Douglas Christie is Canada’s most prolific defender of free speech, having appeared in the Supreme Court of Canada in the defense of freedom of speech more times than any other counsel in Canada, where he has consistently argued against laws repressing free speech, and for individual liberty.
In April 2010, right after American Christian Zionist Ann Coulter was told to shut up, Mr. Christie appeared at the University of Ottawa, Canada. In a shining speech for freedom that matched any speech of the founding fathers of the USA or Canada, his student audience listened with rapt attention. For Canadians who have lived for over 30 years with Communist/Zionist-inspired “hate laws”, Mr. Christie’s opening sentences were well understood by freedom of speech advocates. Said Christie:
I’m here to talk about free speech. I’m not here to practice it.
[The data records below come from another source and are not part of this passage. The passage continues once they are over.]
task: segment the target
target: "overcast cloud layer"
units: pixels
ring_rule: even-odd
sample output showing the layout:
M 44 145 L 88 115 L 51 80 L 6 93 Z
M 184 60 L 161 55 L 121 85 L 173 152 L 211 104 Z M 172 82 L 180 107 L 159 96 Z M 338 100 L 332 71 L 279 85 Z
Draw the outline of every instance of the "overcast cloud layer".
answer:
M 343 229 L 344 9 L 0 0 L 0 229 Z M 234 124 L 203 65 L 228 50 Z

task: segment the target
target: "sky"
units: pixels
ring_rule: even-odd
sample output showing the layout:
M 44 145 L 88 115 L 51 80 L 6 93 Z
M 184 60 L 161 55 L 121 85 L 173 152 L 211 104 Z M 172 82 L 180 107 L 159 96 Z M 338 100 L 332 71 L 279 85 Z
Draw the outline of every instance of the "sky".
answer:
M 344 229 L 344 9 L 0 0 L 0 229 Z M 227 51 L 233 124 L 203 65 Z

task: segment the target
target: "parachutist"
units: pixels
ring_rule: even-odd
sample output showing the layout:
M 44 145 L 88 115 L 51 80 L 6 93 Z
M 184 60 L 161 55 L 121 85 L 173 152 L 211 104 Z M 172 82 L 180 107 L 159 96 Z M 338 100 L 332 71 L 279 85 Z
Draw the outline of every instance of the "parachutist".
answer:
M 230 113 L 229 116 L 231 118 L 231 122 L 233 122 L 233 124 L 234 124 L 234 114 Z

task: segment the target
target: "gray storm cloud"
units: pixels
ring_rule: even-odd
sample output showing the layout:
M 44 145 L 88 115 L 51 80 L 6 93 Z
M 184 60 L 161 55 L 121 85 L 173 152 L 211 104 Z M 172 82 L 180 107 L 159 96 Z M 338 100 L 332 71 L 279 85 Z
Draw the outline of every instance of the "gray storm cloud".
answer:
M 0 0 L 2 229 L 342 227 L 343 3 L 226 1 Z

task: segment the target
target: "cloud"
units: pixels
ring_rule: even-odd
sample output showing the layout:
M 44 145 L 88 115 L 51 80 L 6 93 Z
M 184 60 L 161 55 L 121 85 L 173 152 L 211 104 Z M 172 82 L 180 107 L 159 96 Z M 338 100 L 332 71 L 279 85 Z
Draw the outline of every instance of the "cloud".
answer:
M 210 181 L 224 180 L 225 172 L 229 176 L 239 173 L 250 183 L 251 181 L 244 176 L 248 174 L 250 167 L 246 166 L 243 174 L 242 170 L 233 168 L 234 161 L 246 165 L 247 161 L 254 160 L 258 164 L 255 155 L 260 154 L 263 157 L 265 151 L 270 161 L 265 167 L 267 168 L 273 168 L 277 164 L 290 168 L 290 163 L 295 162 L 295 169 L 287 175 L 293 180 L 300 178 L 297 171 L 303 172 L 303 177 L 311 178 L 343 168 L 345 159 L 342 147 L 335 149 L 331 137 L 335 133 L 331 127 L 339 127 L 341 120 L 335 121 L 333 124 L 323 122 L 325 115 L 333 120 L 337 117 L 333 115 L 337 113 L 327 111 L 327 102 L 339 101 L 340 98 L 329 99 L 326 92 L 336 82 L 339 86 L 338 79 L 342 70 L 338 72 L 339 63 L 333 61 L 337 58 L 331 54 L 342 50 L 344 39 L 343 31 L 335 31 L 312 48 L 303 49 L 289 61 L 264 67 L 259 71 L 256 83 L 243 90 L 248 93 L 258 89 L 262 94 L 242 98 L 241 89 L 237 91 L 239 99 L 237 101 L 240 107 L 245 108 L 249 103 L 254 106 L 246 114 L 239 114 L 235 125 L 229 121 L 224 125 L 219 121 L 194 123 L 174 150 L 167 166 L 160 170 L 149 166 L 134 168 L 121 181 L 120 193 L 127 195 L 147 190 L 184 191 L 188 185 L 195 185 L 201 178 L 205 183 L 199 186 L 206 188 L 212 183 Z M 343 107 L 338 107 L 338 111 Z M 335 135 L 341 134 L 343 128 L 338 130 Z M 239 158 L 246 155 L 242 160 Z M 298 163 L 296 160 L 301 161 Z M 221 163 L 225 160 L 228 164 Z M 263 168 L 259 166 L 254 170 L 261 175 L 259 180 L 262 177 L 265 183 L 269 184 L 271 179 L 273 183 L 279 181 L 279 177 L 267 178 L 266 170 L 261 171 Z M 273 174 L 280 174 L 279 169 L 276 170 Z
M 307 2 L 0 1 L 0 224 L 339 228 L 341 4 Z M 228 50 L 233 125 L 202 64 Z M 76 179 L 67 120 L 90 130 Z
Unlike Ann Coulter, I don’t need a warning from the provost. I am a Canadian, trained by law in the way of silence, sullen silence, and code language. I have been trained by the Supreme Court not to engage in hate speech, even though no one can define it in advance, so I can avoid it.
After a short speech that ought to be recorded in the history books, Mr. Christie concluded by saying:
I have not said anything. More than anything, I have been allowed to speak here without interruption on the belief I would be ineffectual and secondly I would make the administration look better than the last speaker who was cancelled. I realized this at the beginning, but it is an opportunity to make the point that the redemption of an individual like me, or a society like your university, or of a country like Canada, is only possible if we listen to each other and talk openly about all of our serious and sensitive issues. Unless this really happens, Canada isn’t worth saving and neither is this university.
I will leave here knowing more than anyone in this room about the battles for free speech that have gone on in this country in the last thirty years. I see only minor changes occurring. This is your chance to ask what you need to know to make a difference.